# Private Toll Road Protest Song



## The Davy Crockett (Sep 6, 2012)

Its tongue-in-cheeck, but HERE someone has written a protest song about the high tolls on the Dulles Greenway. It costs $5.55 at peak times to drive 14 miles.  Pretty steep. But then the cost of maintaining roads is not cheap either... ^_^


----------



## PRR 60 (Sep 6, 2012)

The Davy Crockett said:


> Its tongue-in-cheeck, but HERE someone has written a protest song about the high tolls on the Dulles Greenway. It costs $5.55 at peak times to drive 14 miles.  Pretty steep. But then the cost of maintaining roads is not cheap either... ^_^


Plus, a portion of those tolls is paying for the Metro Silver Line project.


----------



## NS VIA Fan (Sep 6, 2012)

Speaking of high tolls.........the 9 mile Confederation Bridge connecting New Brunswick and Prince Edward Island collects a $44.00 toll for cars. (this is a round-trip toll as it is only collected when leaving PEI) 

 

http://www.confederationbridge.com/ 

The bridge replaced the rail/auto ferries originally operated by Canadian National Railways (they carried passenger trains to the island until the late 1960s)


----------



## The Davy Crockett (Sep 6, 2012)

PRR 60 said:


> The Davy Crockett said:
> 
> 
> > Its tongue-in-cheeck, but HERE someone has written a protest song about the high tolls on the Dulles Greenway. It costs $5.55 at peak times to drive 14 miles.  Pretty steep. But then the cost of maintaining roads is not cheap either... ^_^
> ...


a.k.a. an $.80 cent "congestion management toll"  Plus whatever portion of the $.75 that the Dulles Toll collects...


----------



## Ryan (Sep 6, 2012)

PRR 60 said:


> The Davy Crockett said:
> 
> 
> > Its tongue-in-cheeck, but HERE someone has written a protest song about the high tolls on the Dulles Greenway. It costs $5.55 at peak times to drive 14 miles.  Pretty steep. But then the cost of maintaining roads is not cheap either... ^_^
> ...


I don't think that's accurate. The Greenway extends west from Dulles airport and is operated by a private for profit company.

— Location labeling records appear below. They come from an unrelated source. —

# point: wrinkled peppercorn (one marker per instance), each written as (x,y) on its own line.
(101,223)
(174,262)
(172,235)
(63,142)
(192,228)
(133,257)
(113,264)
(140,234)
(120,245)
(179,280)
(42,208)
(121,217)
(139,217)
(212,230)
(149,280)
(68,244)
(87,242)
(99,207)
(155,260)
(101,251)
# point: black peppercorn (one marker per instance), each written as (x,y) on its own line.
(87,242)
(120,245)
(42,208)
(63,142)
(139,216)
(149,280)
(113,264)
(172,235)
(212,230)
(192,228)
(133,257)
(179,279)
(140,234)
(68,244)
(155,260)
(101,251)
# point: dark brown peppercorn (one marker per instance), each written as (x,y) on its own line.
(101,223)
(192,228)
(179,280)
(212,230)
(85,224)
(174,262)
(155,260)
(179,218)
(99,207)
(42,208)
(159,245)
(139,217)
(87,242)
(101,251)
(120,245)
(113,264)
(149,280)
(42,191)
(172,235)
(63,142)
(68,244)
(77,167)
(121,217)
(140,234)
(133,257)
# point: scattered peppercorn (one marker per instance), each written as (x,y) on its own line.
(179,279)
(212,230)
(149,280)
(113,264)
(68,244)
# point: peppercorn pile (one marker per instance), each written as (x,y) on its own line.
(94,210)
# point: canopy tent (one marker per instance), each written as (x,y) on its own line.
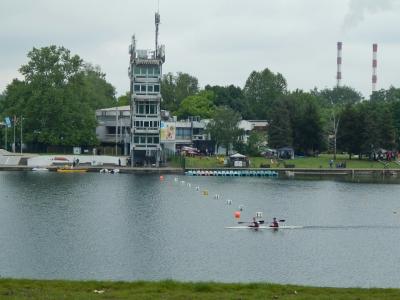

You're thinking of the Dulles Toll Road, which connects the Greenway to the beltway, which is operated by the Metropolitan Washington Airports Authority, which is using $0.50 from each toll to help finance the Silver Line.

Edit:

This graphic from the Greenway's web site shows where the toll money goes:


----------



## PRR 60 (Sep 6, 2012)

Ryan said:


> PRR 60 said:
> 
> 
> > The Davy Crockett said:
> ...


Yes, you're right. I was thinking of the Tollway. Thanks for the correction.


----------



## Anderson (Sep 6, 2012)

On the one hand, $5.55 is pretty blasted steep for a toll road. On the other hand...well, it's pretty clear that _somebody_ is willing to pay that. Still, I don't get VA's obsession with "farming out" toll roads such as they are doing a lot these days. Not that I don't support toll projects, but I'd rather see the state just issue the bonds themselves and direct any profits to transportation funding in the affected areas.


----------



## fairviewroad (Sep 6, 2012)

NS VIA Fan said:


> Speaking of high tolls.........the 9 mile Confederation Bridge connecting New Brunswick and Prince Edward Island collects a $44.00 toll for cars. (this is a round-trip toll as it is only collected when leaving PEI)
> 
> 
> 
> ...


The $44 is cheaper than the ferry that still runs from the eastern end of the island to Nova Scotia, though. That's $66.


----------



## NS VIA Fan (Sep 6, 2012)

fairviewroad said:


> The $44 is cheaper than the ferry that still runs from the eastern end of the island to Nova Scotia, though. That's $66.


The toll on the ferry is collected like the bridge (upon leaving the Island only). So for a tourist making a loop.....take the ferry over for "free" and pay $44 leaving the island on the bridge. 

Looping the other way, you'll have a free crossing on the bridge going over but pay $66 to leave.


----------